Defense Secretary Jim Mattis warned lawmakers against
yet another continuing resolution, claiming another long-term stopgap measure
would take paychecks away from service members and limit the ability to recruit
The current funding for the government expires at 12
a.m. Friday, and House and Senate lawmakers continue to scramble for votes on a
measure to keep the government open. However, Mattis told the House Armed
Services Committee on Tuesday that yet another continuing resolution limits his
ability to move the department forward.
“We are again on the verge of a government shutdown,
or at best, another damaging continuing resolution,” said Mattis, who appeared
before the panel to discuss the military’s National Defense Strategy and
Nuclear Posture Review. “I regret that, without sustained, predictable
appropriation, my presence here wastes your time, because no strategy can
survive … without the funding necessary to resource it.”

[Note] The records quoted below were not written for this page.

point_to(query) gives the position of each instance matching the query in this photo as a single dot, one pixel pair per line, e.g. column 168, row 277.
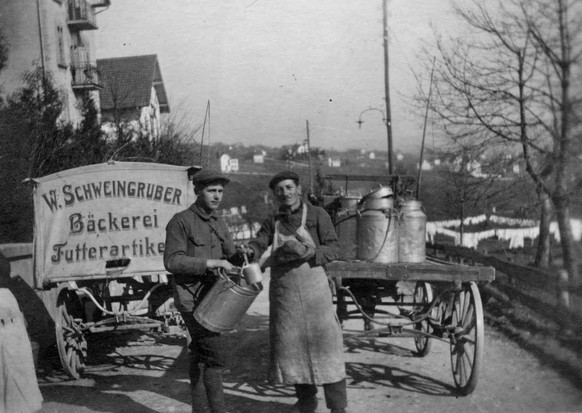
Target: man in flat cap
column 305, row 335
column 197, row 244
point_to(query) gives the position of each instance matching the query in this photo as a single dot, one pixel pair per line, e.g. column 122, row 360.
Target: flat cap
column 208, row 176
column 282, row 176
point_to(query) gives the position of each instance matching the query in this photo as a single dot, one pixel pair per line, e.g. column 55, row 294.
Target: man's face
column 288, row 193
column 210, row 196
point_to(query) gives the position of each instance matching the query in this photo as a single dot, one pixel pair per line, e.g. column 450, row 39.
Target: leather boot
column 214, row 392
column 197, row 389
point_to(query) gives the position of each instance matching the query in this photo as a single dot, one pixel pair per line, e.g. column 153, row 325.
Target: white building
column 228, row 164
column 334, row 162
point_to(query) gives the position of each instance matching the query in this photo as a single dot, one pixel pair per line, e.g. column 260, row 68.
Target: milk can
column 378, row 231
column 346, row 226
column 412, row 232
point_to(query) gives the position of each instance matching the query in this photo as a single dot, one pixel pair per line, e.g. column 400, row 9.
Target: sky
column 267, row 67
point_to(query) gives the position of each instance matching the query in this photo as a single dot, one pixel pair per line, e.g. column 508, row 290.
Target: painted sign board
column 112, row 212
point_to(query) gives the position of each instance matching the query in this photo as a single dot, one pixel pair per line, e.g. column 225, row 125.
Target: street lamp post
column 387, row 118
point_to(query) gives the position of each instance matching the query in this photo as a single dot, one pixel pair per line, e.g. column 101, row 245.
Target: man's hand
column 214, row 264
column 246, row 250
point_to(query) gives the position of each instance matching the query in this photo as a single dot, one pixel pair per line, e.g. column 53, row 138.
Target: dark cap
column 282, row 176
column 206, row 177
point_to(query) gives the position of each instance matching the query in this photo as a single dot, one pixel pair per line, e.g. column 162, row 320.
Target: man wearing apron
column 197, row 243
column 305, row 334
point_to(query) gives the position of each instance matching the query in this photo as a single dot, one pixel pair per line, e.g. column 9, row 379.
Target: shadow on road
column 123, row 374
column 394, row 377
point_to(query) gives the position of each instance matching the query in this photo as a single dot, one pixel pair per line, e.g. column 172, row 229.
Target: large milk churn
column 378, row 230
column 346, row 226
column 412, row 232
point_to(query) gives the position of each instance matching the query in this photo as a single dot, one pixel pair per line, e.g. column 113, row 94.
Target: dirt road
column 149, row 374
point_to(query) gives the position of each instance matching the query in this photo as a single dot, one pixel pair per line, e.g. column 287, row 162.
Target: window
column 61, row 47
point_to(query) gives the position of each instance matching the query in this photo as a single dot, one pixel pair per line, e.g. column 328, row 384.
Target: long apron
column 306, row 337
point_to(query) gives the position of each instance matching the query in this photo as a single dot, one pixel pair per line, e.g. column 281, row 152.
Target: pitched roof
column 128, row 82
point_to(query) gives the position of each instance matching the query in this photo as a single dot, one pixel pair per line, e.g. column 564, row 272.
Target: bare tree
column 512, row 82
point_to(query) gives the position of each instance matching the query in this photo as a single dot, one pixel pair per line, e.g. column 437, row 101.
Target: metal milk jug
column 346, row 226
column 378, row 231
column 412, row 232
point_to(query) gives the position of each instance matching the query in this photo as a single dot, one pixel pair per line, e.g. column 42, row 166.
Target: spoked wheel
column 467, row 337
column 71, row 341
column 422, row 295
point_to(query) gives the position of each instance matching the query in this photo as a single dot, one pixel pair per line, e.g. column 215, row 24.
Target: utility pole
column 309, row 157
column 421, row 160
column 387, row 87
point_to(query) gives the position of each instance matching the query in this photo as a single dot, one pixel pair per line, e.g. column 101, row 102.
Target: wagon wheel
column 467, row 337
column 422, row 295
column 71, row 341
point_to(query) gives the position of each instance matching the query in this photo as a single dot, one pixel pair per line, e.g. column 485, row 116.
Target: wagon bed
column 433, row 300
column 430, row 271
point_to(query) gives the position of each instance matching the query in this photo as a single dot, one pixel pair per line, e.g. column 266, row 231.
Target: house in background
column 57, row 36
column 334, row 162
column 133, row 93
column 228, row 164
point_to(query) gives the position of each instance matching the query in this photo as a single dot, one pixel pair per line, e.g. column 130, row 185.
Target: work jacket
column 192, row 237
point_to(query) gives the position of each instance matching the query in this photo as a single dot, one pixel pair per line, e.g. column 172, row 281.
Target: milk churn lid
column 381, row 192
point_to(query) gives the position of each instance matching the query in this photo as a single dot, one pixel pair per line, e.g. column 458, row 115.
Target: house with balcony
column 133, row 93
column 57, row 36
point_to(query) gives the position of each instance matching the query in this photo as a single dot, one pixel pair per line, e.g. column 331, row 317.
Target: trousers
column 207, row 360
column 335, row 394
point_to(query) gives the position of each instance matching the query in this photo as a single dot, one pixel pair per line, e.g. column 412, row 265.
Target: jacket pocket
column 198, row 240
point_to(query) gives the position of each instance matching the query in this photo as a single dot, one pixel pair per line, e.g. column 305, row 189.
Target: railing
column 81, row 15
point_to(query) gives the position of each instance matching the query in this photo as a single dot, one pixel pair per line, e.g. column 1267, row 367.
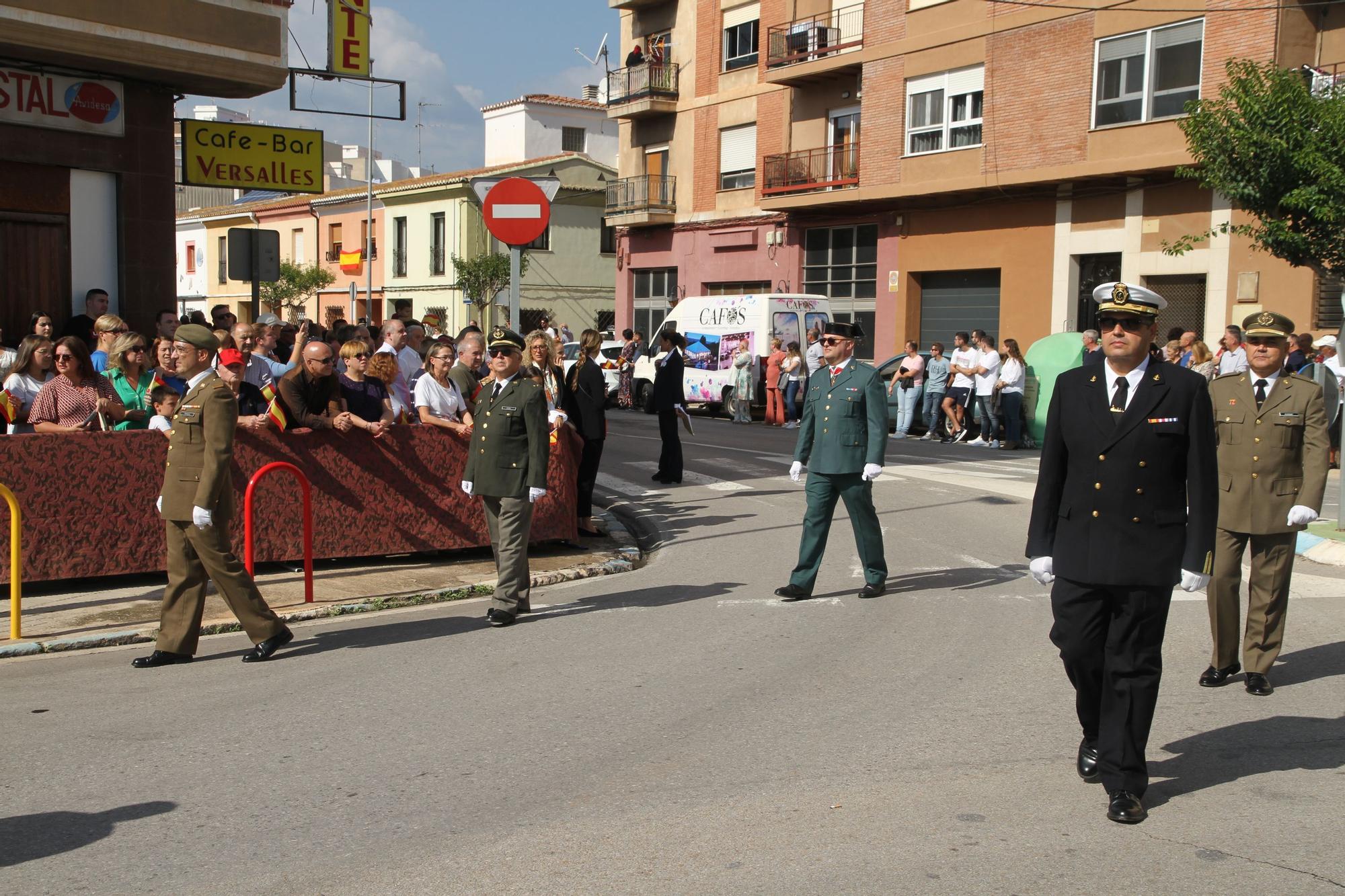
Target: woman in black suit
column 586, row 403
column 668, row 397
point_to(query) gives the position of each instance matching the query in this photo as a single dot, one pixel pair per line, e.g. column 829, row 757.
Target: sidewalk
column 100, row 612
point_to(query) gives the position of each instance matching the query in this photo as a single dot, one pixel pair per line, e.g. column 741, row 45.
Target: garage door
column 953, row 300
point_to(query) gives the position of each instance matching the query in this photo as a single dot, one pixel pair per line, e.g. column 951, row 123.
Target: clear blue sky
column 457, row 53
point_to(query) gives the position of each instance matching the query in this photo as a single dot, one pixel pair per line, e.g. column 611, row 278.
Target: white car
column 611, row 364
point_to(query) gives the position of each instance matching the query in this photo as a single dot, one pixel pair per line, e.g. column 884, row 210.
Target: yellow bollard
column 15, row 565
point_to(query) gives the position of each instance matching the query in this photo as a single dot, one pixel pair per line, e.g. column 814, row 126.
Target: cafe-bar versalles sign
column 223, row 154
column 65, row 103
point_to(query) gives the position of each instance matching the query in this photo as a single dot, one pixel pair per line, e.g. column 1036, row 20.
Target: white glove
column 1043, row 569
column 1301, row 516
column 1194, row 581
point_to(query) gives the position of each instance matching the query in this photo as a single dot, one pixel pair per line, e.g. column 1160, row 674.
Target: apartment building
column 941, row 165
column 87, row 170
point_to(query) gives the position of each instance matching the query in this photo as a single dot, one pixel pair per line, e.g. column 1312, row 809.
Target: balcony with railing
column 648, row 89
column 827, row 169
column 817, row 48
column 642, row 201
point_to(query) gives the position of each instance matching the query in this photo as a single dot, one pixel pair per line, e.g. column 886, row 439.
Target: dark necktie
column 1118, row 399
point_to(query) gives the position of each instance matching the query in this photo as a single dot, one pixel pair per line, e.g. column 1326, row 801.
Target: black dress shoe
column 266, row 649
column 498, row 618
column 1219, row 677
column 1258, row 685
column 1087, row 762
column 1125, row 807
column 161, row 658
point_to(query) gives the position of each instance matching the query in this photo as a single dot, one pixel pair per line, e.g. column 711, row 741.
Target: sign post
column 517, row 212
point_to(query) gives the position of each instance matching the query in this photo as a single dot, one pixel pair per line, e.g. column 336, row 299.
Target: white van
column 715, row 326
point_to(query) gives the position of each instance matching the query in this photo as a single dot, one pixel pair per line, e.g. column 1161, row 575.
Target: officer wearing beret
column 843, row 435
column 1125, row 509
column 506, row 467
column 1273, row 460
column 197, row 505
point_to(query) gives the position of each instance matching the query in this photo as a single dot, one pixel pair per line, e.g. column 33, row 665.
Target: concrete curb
column 622, row 559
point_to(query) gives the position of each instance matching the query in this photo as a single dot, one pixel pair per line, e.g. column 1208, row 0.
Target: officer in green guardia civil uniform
column 843, row 435
column 1273, row 460
column 197, row 503
column 506, row 469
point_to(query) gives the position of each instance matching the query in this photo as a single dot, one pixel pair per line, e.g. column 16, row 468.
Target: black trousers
column 1112, row 641
column 670, row 459
column 590, row 459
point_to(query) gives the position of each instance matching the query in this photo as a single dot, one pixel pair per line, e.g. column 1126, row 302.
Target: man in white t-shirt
column 987, row 376
column 962, row 365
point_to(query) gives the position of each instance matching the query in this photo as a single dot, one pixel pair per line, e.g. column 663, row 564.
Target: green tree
column 484, row 278
column 297, row 286
column 1277, row 151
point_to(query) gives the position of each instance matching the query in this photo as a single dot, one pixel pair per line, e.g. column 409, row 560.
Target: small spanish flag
column 9, row 407
column 278, row 416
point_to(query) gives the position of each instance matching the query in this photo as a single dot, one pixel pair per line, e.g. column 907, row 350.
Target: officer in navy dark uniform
column 1125, row 509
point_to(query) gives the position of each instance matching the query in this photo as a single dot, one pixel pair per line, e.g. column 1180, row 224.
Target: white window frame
column 1147, row 95
column 939, row 83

For example, under a long-term continuing resolution,
the military will not be able to pay for troops by the end of the fiscal year,
and it will be unable to recruit 4,000 airmen and 15,000 soldiers needed
to fill manning shortfalls. Aircraft will be grounded due to a lack of
maintenance and spare parts, and ammunition stockpiles will be depleted.
“To advance the security of our nation, these troops
are putting themselves in harm’s way, in effect, signing a blank check payable
to the American people with their lives,” he said. “They do so despite
Congress’s abrogation of its constitutional responsibility to provide
sufficient, stable funding.”
Posture Review, released Friday, outlines modernization plans for the
Pentagon to maintain a credible deterrent. This includes $700 million to
modernize the triad to keep it viable 20 to 30 years in the future, Vice
Chairman of the Joint Chiefs of Staff Gen. Paul Selva told the panel. The review assumes the Pentagon “will receive
timely, predictable, and sufficient funding to execute,” he said.
The House of Representatives on Tuesday evening
was preparing to vote for a bill that would provide $659 billion in funding for the military, essentially the full-year Fiscal 2018 amount, while providing a continuing resolution-level funding for the rest of
the government until March 23. However, even if approved, the measure faces heavy opposition in the Senate, where Democrats are pushing for equal increases in defense and non-defense spending.
Despite this, Senate Majority Leader Mitch McConnell
(R-Ky.) told reporters that he and Democratic leader Sen. Chuck Schumer (D-N.Y.)
are “on the way to getting an agreement ...
President Trump, however, directly called for a shutdown during a White House meeting on immigration on Tuesday.
“I’d love to see a shutdown if we don’t get this stuff taken care of,” he said.